Zevenendertig
De reis van Mexico City naar Amsterdam verloopt zonder enorme obstakels. We overnachten op Schiphol en vliegen de volgende ochtend door naar München. Daar huren we een auto en rijden verder naar het Oostenrijkse Fiss, de eerste plaats van bestemming. Donderdagavond Mexicaanse tijd vertrekken we en zaterdagmiddag Oostenrijkse tijd vallen we onze vrienden in de armen! Ik leg snel Carmen in bed, Caesar vermaakt zich al met de andere kids, en ik constateer met een biertje in mijn hand en een sigaret in mijn mond verrukt dat iedereen weer is begonnen met roken. Dit gaat een gezellige week worden.
Wat een goed ontwikkelde voorspellende gaven heb ik toch. Want het is een leuke week. Bert en CV zijn overgekomen uit de Filippijnen, Tukker en Kirsten uit de VS, Anna en Paul uit Engeland en wij uit Mexico. De andere vaste wintersportgangers zijn uit alle uithoeken van Nederland gekomen. Wat een trouw gezelschap zijn we toch. Er is maar één ochtend dat ik aan het ontbijt roep het eerste vliegtuig terug te willen nemen. Dat ik het nu wel heb gezien, iedereen heb gesproken en weer verlang naar mijn eigen stek in Mexico. Dat is op woensdag, en el señor had het al voorspeld.
Ik ben echt een product van mijn beide ouders. De eerste dagen is het karakter van mijn moeder doorgaans erg vertegenwoordigd. Lachen, omhelzen, gillen, praten, meedoen, interesse tonen en genieten, voeren dan de boventoon. Deze overkill aan emoties houd ik vier dagen vol en dan komt mijn vader in mij naar boven. Waarom gillen die Tukkerkinderen zo hard, kunnen ze die niet stil houden zo ‘s ochtends vroeg?, Hoe kan ik bevriend blijven met mensen met zo’n afwijkende politieke voorkeur?, Wat een drukte hier, was ik maar thuis, alleen, achter mijn computer, en nu moet ik ook nog naar Nederland, waar iedereen wat van me wil, zijn dan gedachten die door mijn hoofd spelen.
Gelukkig herstel ik mij snel, want op woensdagavond beleven we de meest daverende après-ski ever. De vrouwen gaan alleen op pad en de mannen blijven thuis met de kinderen, is de deal. Uiteraard hangt er ook een aantal vrijgezellen/niet-vaders en andere mannen uit ons gezelschap rond, die hun handen vrij hebben. Zij zitten pontificaal op het terras om een oogje in het zeil te houden. Dat triggert ons bovenmatig.

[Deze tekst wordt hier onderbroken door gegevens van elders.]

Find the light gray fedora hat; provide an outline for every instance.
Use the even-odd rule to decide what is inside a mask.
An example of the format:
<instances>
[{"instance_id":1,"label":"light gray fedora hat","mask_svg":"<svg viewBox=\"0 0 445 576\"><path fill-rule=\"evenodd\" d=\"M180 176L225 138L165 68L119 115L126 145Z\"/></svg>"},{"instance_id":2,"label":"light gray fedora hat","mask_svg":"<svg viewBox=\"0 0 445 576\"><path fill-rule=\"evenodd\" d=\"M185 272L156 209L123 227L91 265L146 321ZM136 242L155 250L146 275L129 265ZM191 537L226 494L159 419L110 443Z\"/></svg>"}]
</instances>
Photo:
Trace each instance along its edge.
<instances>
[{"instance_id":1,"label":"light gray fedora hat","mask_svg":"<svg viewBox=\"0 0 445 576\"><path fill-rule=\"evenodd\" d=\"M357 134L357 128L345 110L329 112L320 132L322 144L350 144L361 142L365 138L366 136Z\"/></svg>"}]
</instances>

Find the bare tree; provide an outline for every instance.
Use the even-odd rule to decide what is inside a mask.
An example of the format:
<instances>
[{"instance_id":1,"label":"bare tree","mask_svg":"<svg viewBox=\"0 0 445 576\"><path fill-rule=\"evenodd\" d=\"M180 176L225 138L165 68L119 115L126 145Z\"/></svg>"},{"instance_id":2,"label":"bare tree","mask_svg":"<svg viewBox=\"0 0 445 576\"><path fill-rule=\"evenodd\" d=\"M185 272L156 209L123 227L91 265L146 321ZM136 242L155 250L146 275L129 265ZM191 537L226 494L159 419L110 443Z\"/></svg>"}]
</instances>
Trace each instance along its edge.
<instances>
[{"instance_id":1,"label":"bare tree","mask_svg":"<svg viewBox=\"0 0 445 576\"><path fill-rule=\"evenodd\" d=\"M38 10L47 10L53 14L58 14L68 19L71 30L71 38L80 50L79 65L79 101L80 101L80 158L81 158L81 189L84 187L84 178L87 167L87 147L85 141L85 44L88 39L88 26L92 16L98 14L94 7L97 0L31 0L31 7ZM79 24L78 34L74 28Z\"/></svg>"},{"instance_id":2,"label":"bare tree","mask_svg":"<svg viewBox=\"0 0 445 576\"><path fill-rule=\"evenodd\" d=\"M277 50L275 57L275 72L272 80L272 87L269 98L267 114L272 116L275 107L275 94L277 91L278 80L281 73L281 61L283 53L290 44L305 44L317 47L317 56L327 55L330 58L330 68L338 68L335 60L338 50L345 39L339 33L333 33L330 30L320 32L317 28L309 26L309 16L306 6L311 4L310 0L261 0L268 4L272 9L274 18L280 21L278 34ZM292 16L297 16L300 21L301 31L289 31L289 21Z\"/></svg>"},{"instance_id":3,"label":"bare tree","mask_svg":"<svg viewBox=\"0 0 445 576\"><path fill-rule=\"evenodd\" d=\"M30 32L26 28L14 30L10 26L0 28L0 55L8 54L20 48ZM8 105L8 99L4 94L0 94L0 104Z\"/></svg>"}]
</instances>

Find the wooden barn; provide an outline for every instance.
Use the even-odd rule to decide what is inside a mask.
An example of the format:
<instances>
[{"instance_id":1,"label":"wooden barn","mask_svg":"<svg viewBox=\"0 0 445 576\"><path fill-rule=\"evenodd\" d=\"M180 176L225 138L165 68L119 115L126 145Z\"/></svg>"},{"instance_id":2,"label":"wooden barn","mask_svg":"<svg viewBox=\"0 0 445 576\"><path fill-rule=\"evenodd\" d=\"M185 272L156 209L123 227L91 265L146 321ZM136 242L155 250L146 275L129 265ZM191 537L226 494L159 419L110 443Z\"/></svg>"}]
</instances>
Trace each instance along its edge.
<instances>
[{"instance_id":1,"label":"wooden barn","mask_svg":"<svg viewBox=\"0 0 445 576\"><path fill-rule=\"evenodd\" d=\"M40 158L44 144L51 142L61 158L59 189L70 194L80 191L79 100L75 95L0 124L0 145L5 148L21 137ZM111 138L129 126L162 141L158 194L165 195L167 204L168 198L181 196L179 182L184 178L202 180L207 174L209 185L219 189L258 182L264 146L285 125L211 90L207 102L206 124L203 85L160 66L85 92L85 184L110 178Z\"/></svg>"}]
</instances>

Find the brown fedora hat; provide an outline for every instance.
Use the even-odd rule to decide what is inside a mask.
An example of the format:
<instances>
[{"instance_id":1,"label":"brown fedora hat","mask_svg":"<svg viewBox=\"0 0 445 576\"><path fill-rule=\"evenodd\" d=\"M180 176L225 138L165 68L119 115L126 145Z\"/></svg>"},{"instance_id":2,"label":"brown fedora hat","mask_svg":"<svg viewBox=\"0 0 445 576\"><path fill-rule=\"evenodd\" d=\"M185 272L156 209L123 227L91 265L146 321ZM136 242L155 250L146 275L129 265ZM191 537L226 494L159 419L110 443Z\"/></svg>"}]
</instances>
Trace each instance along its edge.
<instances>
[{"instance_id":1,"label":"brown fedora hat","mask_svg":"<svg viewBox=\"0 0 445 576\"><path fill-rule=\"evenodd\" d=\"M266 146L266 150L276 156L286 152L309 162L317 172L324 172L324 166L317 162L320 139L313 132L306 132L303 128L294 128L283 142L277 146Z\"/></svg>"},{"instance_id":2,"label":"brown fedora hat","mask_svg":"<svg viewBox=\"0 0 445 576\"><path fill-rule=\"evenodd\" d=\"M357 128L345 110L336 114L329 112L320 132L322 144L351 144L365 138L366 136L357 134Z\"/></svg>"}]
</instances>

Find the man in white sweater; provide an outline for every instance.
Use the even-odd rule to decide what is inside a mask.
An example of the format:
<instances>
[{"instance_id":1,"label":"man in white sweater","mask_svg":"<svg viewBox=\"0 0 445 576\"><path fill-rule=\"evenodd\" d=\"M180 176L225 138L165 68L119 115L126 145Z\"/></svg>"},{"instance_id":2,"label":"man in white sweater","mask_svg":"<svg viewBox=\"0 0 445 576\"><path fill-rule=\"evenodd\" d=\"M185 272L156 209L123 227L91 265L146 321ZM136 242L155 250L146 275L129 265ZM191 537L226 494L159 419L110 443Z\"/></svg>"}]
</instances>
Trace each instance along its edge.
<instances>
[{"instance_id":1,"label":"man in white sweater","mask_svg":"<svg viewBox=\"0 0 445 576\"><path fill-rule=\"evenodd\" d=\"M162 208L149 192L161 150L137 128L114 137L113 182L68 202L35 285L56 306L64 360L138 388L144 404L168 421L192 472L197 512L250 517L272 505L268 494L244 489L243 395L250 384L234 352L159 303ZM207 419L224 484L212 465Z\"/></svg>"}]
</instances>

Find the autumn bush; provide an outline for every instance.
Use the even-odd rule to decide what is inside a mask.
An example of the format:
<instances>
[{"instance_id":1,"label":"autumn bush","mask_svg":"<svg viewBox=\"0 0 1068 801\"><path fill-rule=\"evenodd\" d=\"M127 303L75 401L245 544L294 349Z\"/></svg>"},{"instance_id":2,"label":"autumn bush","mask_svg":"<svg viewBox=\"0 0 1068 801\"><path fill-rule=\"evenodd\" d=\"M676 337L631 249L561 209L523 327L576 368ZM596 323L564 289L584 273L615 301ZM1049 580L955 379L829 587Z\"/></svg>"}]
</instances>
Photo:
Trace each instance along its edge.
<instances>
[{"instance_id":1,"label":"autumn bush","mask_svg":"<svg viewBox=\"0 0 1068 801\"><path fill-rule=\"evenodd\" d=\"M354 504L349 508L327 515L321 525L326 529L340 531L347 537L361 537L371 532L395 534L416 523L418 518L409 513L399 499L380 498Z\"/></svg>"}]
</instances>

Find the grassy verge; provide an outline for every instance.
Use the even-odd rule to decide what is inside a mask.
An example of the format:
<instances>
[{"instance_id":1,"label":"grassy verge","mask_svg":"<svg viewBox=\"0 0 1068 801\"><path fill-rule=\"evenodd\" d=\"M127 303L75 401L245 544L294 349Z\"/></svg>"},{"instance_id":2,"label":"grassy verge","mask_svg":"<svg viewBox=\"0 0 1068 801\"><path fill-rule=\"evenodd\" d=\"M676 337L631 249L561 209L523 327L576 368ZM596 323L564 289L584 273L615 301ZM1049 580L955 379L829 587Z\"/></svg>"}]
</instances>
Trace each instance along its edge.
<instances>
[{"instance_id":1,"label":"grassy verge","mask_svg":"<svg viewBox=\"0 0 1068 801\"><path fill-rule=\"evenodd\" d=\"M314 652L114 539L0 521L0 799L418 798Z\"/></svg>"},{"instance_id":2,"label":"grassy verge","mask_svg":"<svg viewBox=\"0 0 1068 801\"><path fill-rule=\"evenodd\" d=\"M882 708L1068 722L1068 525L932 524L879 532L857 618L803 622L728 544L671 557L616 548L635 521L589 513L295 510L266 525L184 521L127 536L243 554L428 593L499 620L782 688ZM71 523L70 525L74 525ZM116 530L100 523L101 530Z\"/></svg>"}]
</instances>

We hebben eigenlijk geen zin in alcohol, geen zin om te dansen en willen gewoon een beetje suf kletsen. Toch willen we ons niet laten kennen, dus elke keer als een van de mannen kijkt, geven we elkaar een seintje en gaan de handjes de lucht in. Daardoor krijgen we steeds meer lol en voor we het weten nemen we het hele terras over, maar ook de statafels en de bar.
We zijn werkelijk all over the place, het begint zelfs te sneeuwen en we zwepen elkaar steeds verder op. Ondertussen weten de paar aanwezige mannen uit ons gezelschap niet wat ze zien en trekken hun gadgets om te filmen en foto’s te maken.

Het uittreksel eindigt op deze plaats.